Miriam Matthews, often referred to as the Dean of Los Angeles Black History, became the first African-American librarian in California. Matthews was hired as a librarian by the Los Angeles Public Library in 1927.
Matthews was born in Pensacola, Florida in 1905, the second of three children born to Fannie Elijah and Reuben Hearde Matthews. At the age of two years old, her family moved to Los Angeles.
Matthews graduated high school in 1922, and spent two years at the University of California, Southern Branch (Los Angeles). She later transferred to Berkeley, where she earned her bachelor’s degree in 1926 and a certificate in librarianship in 1927.
After completing her education, Matthews returned to Los Angeles. She found employment as a librarian in the Los Angeles Public Library.

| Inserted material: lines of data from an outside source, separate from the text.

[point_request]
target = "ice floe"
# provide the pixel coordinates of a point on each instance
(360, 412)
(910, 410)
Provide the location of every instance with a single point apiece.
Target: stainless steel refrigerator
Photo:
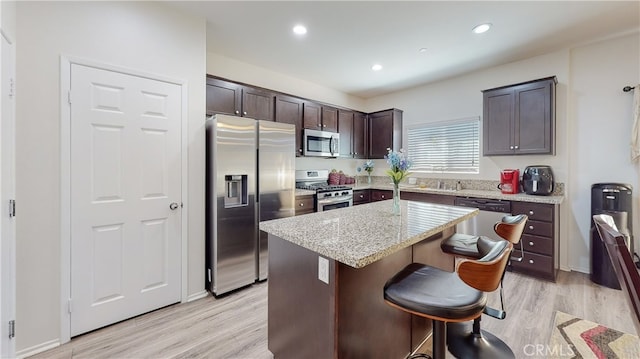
(250, 177)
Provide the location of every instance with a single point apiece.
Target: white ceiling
(345, 38)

Although initially, she was misinformed about the date of the required Civil Service examination, she learned the correct date and passed the test. She was hired, first as a substitute librarian and three months later as a full-time librarian at LAPL’s Robert Louis Stevenson Branch Library. While working at the Helen Hunt Jackson branch, Matthews discovered “a small collection of books on the Negro” and began building that into a substantial research collection documenting the contributions made by African Americans to California’s history and culture.

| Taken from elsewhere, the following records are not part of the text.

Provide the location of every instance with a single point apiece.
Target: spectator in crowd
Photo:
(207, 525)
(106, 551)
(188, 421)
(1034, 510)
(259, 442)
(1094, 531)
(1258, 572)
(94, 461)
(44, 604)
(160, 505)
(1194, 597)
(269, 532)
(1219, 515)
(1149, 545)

Years later, Matthews took a leave of absence to earn a master’s degree in library science from the University of Chicago Graduate Library School in 1945. After she returned to Los Angeles, she was promoted to regional librarian, supervising a dozen branch libraries. After more than three decades of employment, she retired from LAPL in 1960.
She was named to the California Heritage Preservation Commission, and in 1979 she played a key role in the establishment of an archive program for the city of Los Angeles. In 1996, Matthews moved to Mercer Island, Washington. She died in 2003.